Obviously this is controversial, and I would not recommend it for something like BTC, but if you are looking at a venue for the trading of tokenized real world assets, this validator structure makes way, way more sense than an economic security model purely for practical reasons (you cannot provide enough economic security with the token to secure $100T in assets).
Social proof matters, essentially.
Playing Offense
Have people also considered proactively countering the most malicious actors?
One of the reasons they keep doing this is that they get away with it and keep the funds. If many, many chains all made a compact to track the funds flowing around from hacks and, whenever they found them, seize them back (or hell, just burn them, go full scorched earth), then the economic returns from hacking would go down dramatically.
Sometimes, it's better to fight fire with fire, and sometimes, the evildoer using force will only understand the language that they already know and needs to have it turned back upon them to stop.
Pre-empting Objections
I know a bunch of people are going to say that as soon as chains start doing this, it's going to be the end of the permissionless paradigm because they show they have the power to do these things.
One, everyone knows that you already have the power to do these things and are choosing not to. This pacifism in the face of out-and-out expropriation by nation states (again, I thought we were against that) is allowing precisely the thing crypto was supposed to prevent, like the rent-a-cop who hassles the teenage kids who were smoking while someone loots the store and carries tens of thousands of dollars of merchandise out the back.
Two, if you really want to not have this power, you are creating a system that incentivizes widespread exploitation. This will not end well. Take the long view here; if you want mainstream financial and consumer adoption and crypto prices to go up, you can't be saying to grandma "hey, this is way better than the traditional system, so long as you can defend yourself from an operational perspective against the highest sophisticated nation-state actors across the globe”. She can't. It's an absolute blocker to the mainstream. If you want to become a shrinking backwater used for crime and stupid memes, go with this, but if not, maybe change course?
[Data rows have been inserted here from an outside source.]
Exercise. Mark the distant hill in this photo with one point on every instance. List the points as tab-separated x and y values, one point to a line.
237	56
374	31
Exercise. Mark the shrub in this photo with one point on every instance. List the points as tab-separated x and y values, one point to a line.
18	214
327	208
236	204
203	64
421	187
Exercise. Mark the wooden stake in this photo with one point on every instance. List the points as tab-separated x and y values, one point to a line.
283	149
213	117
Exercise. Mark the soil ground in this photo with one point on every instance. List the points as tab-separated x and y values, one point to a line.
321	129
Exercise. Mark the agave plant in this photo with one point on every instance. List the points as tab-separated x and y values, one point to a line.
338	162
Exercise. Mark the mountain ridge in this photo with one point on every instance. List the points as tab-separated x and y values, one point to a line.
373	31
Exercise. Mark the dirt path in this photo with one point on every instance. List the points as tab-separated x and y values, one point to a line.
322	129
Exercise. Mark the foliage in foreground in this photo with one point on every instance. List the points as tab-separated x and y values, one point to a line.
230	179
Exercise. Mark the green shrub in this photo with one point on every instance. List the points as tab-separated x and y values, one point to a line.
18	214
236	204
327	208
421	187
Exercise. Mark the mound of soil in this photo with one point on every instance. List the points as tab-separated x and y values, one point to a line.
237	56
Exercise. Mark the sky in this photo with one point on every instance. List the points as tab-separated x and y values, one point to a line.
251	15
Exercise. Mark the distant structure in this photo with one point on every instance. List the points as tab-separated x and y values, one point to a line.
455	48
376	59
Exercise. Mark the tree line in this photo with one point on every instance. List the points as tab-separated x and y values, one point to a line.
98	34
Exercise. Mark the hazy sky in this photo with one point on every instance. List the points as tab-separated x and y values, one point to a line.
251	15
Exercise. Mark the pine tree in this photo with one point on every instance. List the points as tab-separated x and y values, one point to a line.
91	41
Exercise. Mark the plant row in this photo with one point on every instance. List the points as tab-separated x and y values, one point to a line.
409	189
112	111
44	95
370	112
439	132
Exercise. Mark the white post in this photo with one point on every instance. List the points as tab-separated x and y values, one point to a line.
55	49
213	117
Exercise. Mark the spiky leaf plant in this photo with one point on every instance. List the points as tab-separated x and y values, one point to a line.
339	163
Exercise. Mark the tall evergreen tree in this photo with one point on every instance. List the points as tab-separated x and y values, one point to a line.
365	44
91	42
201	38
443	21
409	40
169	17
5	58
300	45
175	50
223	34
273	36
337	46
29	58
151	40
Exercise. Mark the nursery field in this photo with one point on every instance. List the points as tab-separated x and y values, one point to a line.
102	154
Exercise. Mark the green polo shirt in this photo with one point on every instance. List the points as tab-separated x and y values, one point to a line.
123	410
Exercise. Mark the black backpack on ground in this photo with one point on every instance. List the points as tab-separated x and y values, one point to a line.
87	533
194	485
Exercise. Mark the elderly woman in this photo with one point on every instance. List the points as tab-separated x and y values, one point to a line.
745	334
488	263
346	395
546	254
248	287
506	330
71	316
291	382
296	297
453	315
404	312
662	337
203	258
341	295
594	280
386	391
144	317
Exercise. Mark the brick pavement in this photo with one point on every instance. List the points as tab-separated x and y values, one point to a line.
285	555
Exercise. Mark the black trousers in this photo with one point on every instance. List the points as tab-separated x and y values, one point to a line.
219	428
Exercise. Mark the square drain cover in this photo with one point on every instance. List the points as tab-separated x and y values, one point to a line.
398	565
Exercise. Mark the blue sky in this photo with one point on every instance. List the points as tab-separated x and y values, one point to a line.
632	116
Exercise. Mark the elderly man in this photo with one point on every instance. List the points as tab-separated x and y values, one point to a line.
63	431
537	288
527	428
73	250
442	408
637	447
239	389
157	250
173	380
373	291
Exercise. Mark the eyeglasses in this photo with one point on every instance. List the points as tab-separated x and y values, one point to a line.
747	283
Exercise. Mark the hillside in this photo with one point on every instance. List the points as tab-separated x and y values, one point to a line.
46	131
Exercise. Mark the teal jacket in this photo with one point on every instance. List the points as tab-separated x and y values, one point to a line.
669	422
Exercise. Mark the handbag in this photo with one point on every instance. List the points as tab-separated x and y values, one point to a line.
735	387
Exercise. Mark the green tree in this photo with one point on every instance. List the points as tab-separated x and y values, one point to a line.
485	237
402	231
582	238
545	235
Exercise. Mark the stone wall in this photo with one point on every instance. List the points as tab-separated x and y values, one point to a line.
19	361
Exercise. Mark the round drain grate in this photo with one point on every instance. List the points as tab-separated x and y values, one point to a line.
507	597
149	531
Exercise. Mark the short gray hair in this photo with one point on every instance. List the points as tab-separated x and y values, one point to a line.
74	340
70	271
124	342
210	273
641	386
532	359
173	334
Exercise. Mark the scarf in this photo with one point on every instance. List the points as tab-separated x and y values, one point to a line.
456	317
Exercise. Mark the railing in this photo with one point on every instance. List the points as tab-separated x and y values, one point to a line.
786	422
Remember, all of this comes from wanting blockchains to succeed in the long run. We can't build the max crime minimum defense playground and think that's going to work especially for institutional and consumer adoption. It's stupid. We have to do better.
moving forward
There are many factions within crypto, but the reality is that most have been either effective at pushing their view but not gaining more traction, or completely ineffective at pushing their view but continue to do so anyways.
I think it is time for a functionalist group within the ecosystem, to rally around those taking pragmatic approaches to solve these problems and, ideally, using the best ideas from tradfi and other traditional systems of governance while also trying to eliminate the worst and maximize the value of the technology.
For enterprise blockchain applications, there is 100% a place for a permissioned validator set, pause for large breaks, error reversal possible, open access chain that can be used by retail and all global financial institutions. This really isn't something that exists right now (though portions of it do exist in various architectures designed after the original chains), but it's something I believe the community needs to start thinking a lot harder about.